The author's ability is really limited, and there may be some wrong understanding in the article. So when you find some violations, please don't hesitate to give advice, thank you!

Thank you again for seeing here!

4. Summary

1) Specific process: see the opening figure

2) Common optimization means: batch processing.

The asynchronous consumer Go implementation optimizes the batch sending of messages. When enough messages are accumulated, they are sent at one time to reduce the number of network requests to improve performance.

Similar to Redis Pipeline, multiple commands are sent at one time to reduce RTT.

Of course, in order to avoid not collecting enough messages for a long time when there are few messages, which leads to failure to send, a regular sending threshold is generally set and will be sent every other period of time.

This is a common optimization method. For example, there must be some bufferio libraries in IO related places. When writing, write the buffer first, and then write it to the disk at one time when the buffer is full. The same is true for reading. First read it to the buffer, and then the application reads it out line by line from the buffer.

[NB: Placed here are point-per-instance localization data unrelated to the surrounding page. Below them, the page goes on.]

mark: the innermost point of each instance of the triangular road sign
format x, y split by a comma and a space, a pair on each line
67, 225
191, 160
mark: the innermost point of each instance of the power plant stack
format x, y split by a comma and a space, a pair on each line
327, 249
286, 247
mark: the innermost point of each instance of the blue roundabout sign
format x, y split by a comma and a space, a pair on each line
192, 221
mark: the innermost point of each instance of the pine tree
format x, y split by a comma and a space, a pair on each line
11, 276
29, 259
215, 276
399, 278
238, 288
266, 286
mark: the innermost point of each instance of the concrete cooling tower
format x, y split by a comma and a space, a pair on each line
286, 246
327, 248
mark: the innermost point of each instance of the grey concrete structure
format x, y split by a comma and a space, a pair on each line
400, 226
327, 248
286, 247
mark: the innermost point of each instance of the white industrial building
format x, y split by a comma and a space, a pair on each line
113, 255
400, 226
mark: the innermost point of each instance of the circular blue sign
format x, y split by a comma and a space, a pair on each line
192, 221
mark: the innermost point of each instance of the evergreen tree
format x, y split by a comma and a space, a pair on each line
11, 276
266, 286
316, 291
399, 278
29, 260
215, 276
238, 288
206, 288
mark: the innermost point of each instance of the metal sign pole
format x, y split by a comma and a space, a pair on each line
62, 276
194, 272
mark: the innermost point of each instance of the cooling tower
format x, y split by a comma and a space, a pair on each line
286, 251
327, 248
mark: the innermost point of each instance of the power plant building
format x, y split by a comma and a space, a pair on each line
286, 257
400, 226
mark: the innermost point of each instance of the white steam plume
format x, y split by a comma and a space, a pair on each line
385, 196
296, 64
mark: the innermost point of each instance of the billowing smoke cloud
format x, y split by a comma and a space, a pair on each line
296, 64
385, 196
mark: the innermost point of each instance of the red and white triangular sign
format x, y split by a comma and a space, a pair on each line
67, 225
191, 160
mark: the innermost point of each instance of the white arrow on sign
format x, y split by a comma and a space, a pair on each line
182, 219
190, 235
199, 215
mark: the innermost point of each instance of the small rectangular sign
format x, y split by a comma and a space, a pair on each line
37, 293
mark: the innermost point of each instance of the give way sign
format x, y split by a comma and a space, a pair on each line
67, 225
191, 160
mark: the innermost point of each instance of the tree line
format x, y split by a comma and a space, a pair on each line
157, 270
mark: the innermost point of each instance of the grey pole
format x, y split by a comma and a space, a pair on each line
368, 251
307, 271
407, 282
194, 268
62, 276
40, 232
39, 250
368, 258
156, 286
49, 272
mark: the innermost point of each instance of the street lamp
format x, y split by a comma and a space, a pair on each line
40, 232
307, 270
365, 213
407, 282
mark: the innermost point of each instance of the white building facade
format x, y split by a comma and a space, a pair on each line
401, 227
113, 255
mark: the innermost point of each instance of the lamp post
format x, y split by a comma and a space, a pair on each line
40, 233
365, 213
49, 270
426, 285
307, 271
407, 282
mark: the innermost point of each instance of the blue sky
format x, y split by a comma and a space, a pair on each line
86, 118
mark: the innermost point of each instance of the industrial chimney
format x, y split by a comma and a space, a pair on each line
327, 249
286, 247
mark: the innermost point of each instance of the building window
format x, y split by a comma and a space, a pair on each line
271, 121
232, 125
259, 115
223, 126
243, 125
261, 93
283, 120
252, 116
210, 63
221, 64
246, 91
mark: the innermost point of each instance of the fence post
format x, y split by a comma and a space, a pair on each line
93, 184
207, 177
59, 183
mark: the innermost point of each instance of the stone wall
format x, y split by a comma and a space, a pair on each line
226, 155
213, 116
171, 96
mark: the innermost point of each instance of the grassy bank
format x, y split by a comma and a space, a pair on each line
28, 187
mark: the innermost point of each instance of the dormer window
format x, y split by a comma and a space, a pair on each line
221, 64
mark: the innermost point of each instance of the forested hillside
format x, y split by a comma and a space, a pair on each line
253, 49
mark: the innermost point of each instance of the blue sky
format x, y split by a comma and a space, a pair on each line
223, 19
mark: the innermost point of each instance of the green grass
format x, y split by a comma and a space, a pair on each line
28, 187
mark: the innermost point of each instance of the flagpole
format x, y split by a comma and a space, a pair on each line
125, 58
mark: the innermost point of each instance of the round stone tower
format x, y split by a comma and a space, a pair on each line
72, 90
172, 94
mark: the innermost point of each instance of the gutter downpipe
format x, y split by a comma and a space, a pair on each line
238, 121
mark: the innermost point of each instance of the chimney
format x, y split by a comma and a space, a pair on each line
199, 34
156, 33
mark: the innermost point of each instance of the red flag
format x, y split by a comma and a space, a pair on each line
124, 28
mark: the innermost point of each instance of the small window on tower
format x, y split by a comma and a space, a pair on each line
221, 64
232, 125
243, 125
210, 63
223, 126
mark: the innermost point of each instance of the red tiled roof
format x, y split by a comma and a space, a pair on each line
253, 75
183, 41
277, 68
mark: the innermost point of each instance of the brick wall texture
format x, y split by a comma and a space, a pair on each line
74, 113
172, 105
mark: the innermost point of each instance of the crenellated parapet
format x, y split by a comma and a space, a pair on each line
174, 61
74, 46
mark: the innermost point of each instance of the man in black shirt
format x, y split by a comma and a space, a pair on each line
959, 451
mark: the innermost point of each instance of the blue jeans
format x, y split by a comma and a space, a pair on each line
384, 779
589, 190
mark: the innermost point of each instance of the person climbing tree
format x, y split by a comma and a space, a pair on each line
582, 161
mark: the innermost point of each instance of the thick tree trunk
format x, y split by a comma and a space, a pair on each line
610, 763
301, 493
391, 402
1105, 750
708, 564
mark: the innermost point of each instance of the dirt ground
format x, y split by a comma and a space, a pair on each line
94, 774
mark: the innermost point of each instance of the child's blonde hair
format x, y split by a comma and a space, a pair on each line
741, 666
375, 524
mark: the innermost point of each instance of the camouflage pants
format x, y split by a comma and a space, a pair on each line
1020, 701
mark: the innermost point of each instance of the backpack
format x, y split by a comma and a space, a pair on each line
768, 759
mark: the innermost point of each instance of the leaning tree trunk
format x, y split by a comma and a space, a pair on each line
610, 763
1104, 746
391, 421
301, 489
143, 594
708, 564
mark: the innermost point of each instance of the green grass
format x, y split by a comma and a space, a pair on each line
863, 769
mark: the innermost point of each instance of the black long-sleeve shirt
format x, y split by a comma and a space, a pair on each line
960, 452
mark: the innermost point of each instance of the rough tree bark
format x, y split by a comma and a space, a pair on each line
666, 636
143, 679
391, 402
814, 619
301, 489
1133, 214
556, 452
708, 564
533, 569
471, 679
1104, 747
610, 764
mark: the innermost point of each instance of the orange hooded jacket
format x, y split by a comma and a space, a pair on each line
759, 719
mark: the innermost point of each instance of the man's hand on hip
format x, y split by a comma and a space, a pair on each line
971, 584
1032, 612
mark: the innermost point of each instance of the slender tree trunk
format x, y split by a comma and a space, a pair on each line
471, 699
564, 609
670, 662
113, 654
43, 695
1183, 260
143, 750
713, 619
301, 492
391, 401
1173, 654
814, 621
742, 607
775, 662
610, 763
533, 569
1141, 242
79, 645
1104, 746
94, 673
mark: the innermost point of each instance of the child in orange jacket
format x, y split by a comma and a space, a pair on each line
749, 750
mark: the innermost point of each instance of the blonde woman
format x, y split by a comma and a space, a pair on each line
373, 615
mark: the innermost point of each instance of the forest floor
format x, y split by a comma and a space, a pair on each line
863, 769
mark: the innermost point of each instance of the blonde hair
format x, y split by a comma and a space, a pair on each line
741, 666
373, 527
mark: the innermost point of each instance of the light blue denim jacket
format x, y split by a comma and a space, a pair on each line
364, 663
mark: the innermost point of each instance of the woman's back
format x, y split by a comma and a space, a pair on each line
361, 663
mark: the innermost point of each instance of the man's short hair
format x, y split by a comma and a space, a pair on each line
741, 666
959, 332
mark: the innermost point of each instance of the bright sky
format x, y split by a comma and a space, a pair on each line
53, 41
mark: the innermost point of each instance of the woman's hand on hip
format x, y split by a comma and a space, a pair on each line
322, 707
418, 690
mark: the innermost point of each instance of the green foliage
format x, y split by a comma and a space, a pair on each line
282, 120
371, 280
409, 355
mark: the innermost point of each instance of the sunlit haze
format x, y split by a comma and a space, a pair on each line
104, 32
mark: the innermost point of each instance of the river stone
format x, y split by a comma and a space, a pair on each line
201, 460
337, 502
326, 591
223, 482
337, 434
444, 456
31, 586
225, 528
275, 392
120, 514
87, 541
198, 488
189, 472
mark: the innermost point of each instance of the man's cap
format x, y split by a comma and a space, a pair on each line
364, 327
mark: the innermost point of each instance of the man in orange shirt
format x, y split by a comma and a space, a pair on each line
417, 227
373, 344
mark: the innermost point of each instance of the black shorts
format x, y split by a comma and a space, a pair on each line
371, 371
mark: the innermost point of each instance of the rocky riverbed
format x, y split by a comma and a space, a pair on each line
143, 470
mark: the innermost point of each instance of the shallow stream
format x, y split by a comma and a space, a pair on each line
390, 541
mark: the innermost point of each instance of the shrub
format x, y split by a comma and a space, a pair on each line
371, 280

3) Code complexity and performance tradeoffs

In the last paragraph of the analysis of Sarama Proudcer, we can see that there is an operation that can improve the performance, but the following is the increase of code complexity.

Recently, I've been looking at the Go runtime. There are many operations. There's no problem with writing this kind of underlying library and middleware, but we try not to hype our business code as much as possible.

"The performance improvement does not materialize from the air,it comes with code complexity increase."

Performance will not improve out of thin air, followed by an increase in code complexity.